Erwin l´Ami zeigt in seiner DVD „A gambit guide through the open game, vol.1“, dass fast alle Gambits, die früher gespielt wurden „inkorrekt“ sind. Er bietet ein gutes Schwarzrepertoire gegen jede Art von Gambit nach den Zügen 1.e4 e5, nimmt alle Gambits ernst und analysiert diese auf GM-Niveau. Doch trotzdem zeigt er auch die Möglichkeiten für Weiß und vor allem, auf welchem schmalen Grat sich Schwarz befindet, denn wenn er einmal abweicht, dann schlägt auf einmal eine Figur auf f7 rein und Schwarz kann aufgeben. Ein gutes Beispiel dafür ist das Urusov-Gambit. Nach den Zügen 1. e4 e5 2.Lc4 Sf6 3.d4 Sxe4?! 4.dxe5 (es droht bereits Dd5 mit Figurengewinn)4…Dh4 5.g3 Sxg3 6. Lxf7+ (da ist er, der Einschlag auf f7!) Kxf7 und 7.Dd5+ nebst hxg3 steht Weiß schon bedeutend besser.

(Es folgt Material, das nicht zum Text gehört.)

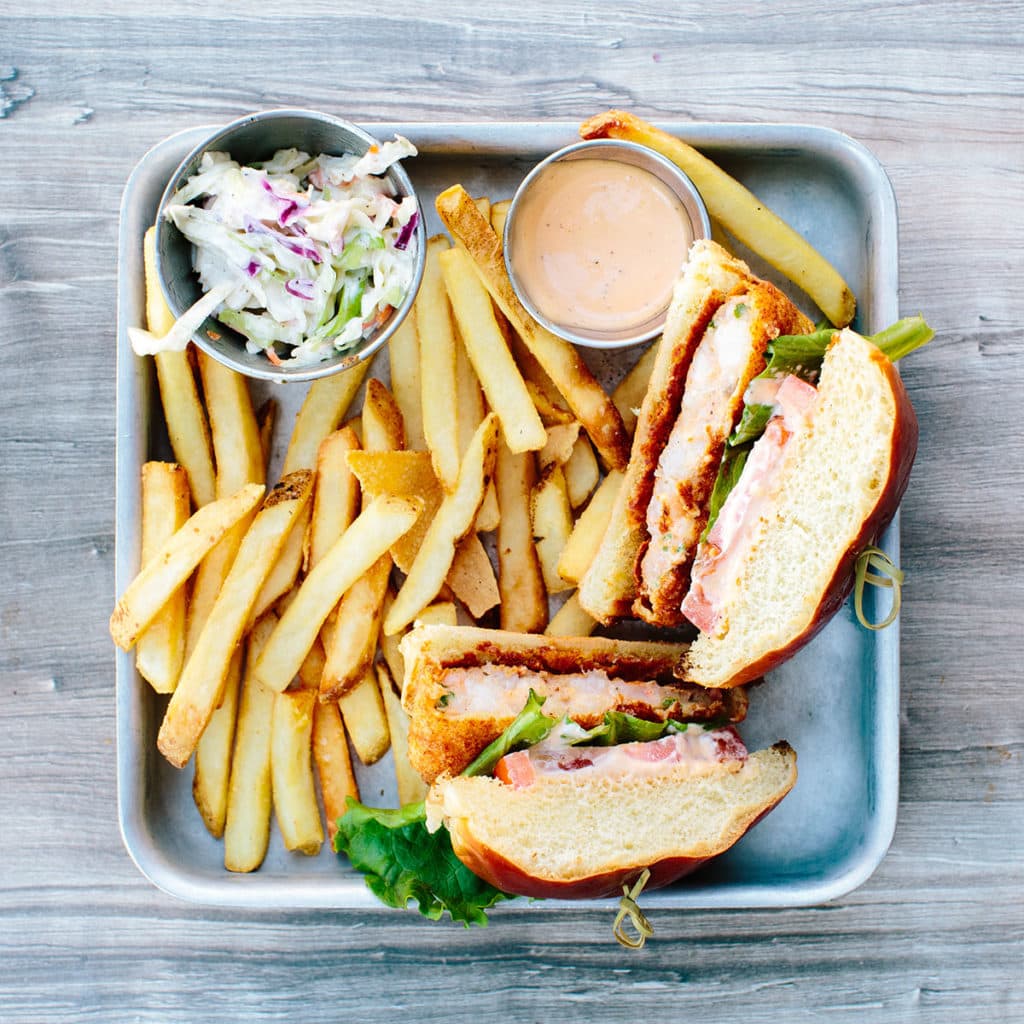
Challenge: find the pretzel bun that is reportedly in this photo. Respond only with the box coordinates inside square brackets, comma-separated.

Selbst er als starker Großmeister kann mit Hilfe von Fritz&Co. niemals alle Varianten analysieren und die endgültige Wahrheit finden. Das heißt, selbst auf Großmeister-Niveau kann man Gambits erfolgreich spielen, z.B. das Göring-Gambit:

Yu Yangyi (2607) - Jumabayev,Rinat (2555) [C44]
 

 

 

Ich denke, dass diese DVD ein sehr gutes Schwarzrepertoire bietet und man als Spieler mit den schwarzen Steinen keine Angst mehr vor Gambits haben muss, wenn man den Empfehlungen der DVD folgt. Allerdings wird man als Gambitspieler ein wenig enttäuscht sein, dass das komplette Repertoire „widerlegt“ wird. Trotzdem zeigt L´Ami, dass Weiß immer noch Chancen hat und diese verschiedenen Gambits als Überraschungswaffen einsetzen kann. Meine eigene Erfahrung (100 Blitzspiele auf playchess + 2 Turnierpartien) sagt mir, dass die meisten Leute sich nicht sehr gut mit den alten Gambitvarianten auskennen und häufiger fehlgreifen.

In dieser ersten Folge der Gambit-DVD´s werden viele Gambits behandelt, die meisten Videos bekommt dabei das Königsgambit. Wenn man diese DVD durchgearbeitet hat, wird man also eine gute Kenntnis vom Gambitspiel besitzen und den Gegner in der einen oder anderen Variante überraschen können!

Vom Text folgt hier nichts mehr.